De-anonymization is identifying the owner of an anonymous piece of data to re-identify the source. Research has shown that it is possible to de-anonymize individuals in large datasets by searching for fingerprints in anonymous data. In this work, we are interested in de-anonymizing programmers by attributing authorship to code samples of unknown authors. Being able to de-anonymize programmers can aid in resolving plagiarism issues, forensic investigations, and copyright-copyleft disputes. However, being able to de-anonymize individuals among thousands is a direct threat to privacy and anonymity. In this talk, we will examine de-anonymizing programmers from the standpoint of machine learning, which provides methods applicable to code stylometry to model programmers’ coding styles. Stylometry has been known to exist as the study of writing style, which is unique to every author. Similarly, code stylometry shows that coding style is unique to each programmer. Consequently, it is possible to de-anonymize programmers from their coding styles. A source code sample can be represented as a feature vector consisting of stylometric properties of code, such as lexical, layout, and syntactic properties. By using these numeric representations, a machine learning classifier generates a model for each programmer’s style, and attributes authorship to 14,400 anonymous source code samples of 1,600 programmers with 94% correct classification rate, which is a breakthrough in accuracy.
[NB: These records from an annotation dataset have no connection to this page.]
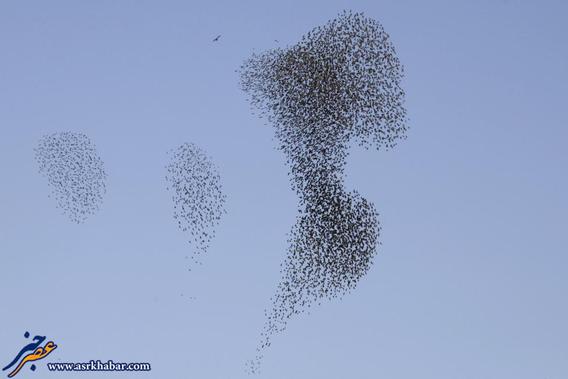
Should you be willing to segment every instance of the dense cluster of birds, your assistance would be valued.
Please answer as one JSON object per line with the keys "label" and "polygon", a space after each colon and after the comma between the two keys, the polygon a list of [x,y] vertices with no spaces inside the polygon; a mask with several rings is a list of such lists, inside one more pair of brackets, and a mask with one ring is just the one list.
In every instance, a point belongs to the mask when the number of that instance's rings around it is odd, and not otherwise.
{"label": "dense cluster of birds", "polygon": [[372,203],[344,188],[353,142],[393,148],[406,138],[403,67],[388,34],[362,13],[343,12],[295,45],[253,54],[241,87],[274,127],[293,190],[296,224],[258,354],[288,320],[353,290],[376,254],[380,224]]}
{"label": "dense cluster of birds", "polygon": [[225,211],[226,196],[217,166],[201,148],[184,143],[171,151],[166,166],[167,188],[172,193],[174,220],[190,235],[194,263],[211,244]]}
{"label": "dense cluster of birds", "polygon": [[72,221],[82,223],[100,208],[107,175],[95,145],[85,134],[45,135],[35,148],[35,157],[57,206]]}

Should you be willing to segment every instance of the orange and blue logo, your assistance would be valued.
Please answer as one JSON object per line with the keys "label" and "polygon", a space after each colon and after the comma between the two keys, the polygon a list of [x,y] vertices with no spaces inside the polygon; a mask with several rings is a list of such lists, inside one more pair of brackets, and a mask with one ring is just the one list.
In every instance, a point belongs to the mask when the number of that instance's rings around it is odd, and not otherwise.
{"label": "orange and blue logo", "polygon": [[[29,338],[30,333],[26,332],[24,337]],[[32,343],[24,346],[12,362],[2,369],[2,371],[6,371],[13,367],[12,371],[8,373],[8,378],[16,376],[26,363],[39,361],[40,359],[47,357],[53,350],[57,349],[57,345],[53,341],[48,341],[42,346],[45,341],[45,336],[35,336],[32,341]],[[29,351],[31,351],[31,353],[26,354]],[[30,370],[35,371],[35,369],[36,365],[32,363]]]}

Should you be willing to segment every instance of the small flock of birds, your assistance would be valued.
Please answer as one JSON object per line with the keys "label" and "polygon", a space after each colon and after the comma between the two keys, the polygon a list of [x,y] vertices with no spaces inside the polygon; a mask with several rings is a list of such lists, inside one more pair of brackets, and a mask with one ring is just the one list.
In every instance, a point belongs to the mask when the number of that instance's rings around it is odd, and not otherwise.
{"label": "small flock of birds", "polygon": [[57,206],[71,221],[82,223],[99,210],[107,175],[95,145],[85,134],[43,136],[35,148],[35,157]]}
{"label": "small flock of birds", "polygon": [[372,203],[344,188],[352,141],[391,149],[406,138],[403,67],[383,27],[343,12],[286,49],[253,54],[241,87],[275,129],[293,190],[296,224],[256,357],[288,320],[353,290],[373,263],[380,224]]}
{"label": "small flock of birds", "polygon": [[201,264],[225,210],[226,196],[217,166],[201,148],[184,143],[171,151],[166,166],[167,189],[172,193],[174,220],[194,245],[192,259]]}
We also tackle the much harder problem of de-anonymizing programmers from executable binaries of compiled code. Many potentially distinguishing features present in source code, e.g. variable names, are removed in the compilation process, and compiler optimization may alter the structure of a program, further obscuring features that are known to be useful in determining authorship. We examine executable binary authorship attribution by using a novel set of features that include ones obtained by decompiling the executable binary to source code. We show that many syntactical features present in source code do in fact survive compilation and can be recovered from decompiled executable binaries. This allows us to add a powerful set of techniques from the domain of source code authorship attribution to the existing ones used for executable binaries, resulting in significant improvements to accuracy and scalability. We demonstrate this improvement on data from the Google Code Jam, obtaining attribution accuracy of up to 96% with 20 candidate programmers. We also demonstrate that our approach is robust to a range of compiler optimization settings, and binaries that have been stripped of their symbol tables. Finally, for the first time we are aware of, we demonstrate that authorship attribution can be performed on real world code found “in the wild” by performing attribution on single-author GitHub repositories.
Aylin Caliskan-Islam is a Postdoctoral Research Associate at CITP. Her work on the two main realms, security and privacy, involves the use of machine learning and natural language processing. In her previous work, she demonstrated that de-anonymization is possible through analyzing linguistic style in a variety of textual media, including social media, cyber criminal forums, and source code. She is currently extending her de-anonymization work to include non-textual data such as binary files and developing countermeasures against de-anonymization. Aylin’s other research interests include quantifying and classifying human privacy behavior and designing privacy nudges to avoid private information disclosure as a countermeasure. At Princeton, she works with Dr. Arvind Narayanan on text sanitization of sensitive documents for public disclosure, which can enable researchers to share data with linguists, sociologists, psychologists, and computer scientists without breaching the research subjects’ privacy. Her work has been featured in prominent privacy and security conferences such as Usenix Security Symposium, IEEE Symposium on Security and Privacy, Privacy Enhancing Technologies Symposium, and the Workshop on Privacy in the Electronic Society. In addition, she has given lectures and talks on privacy, security, and machine learning subjects at the Chaos Communications Congress and Drexel University. She holds a PhD in Computer Science from Drexel University and a Master of Science in Robotics from the University of Pennsylvania.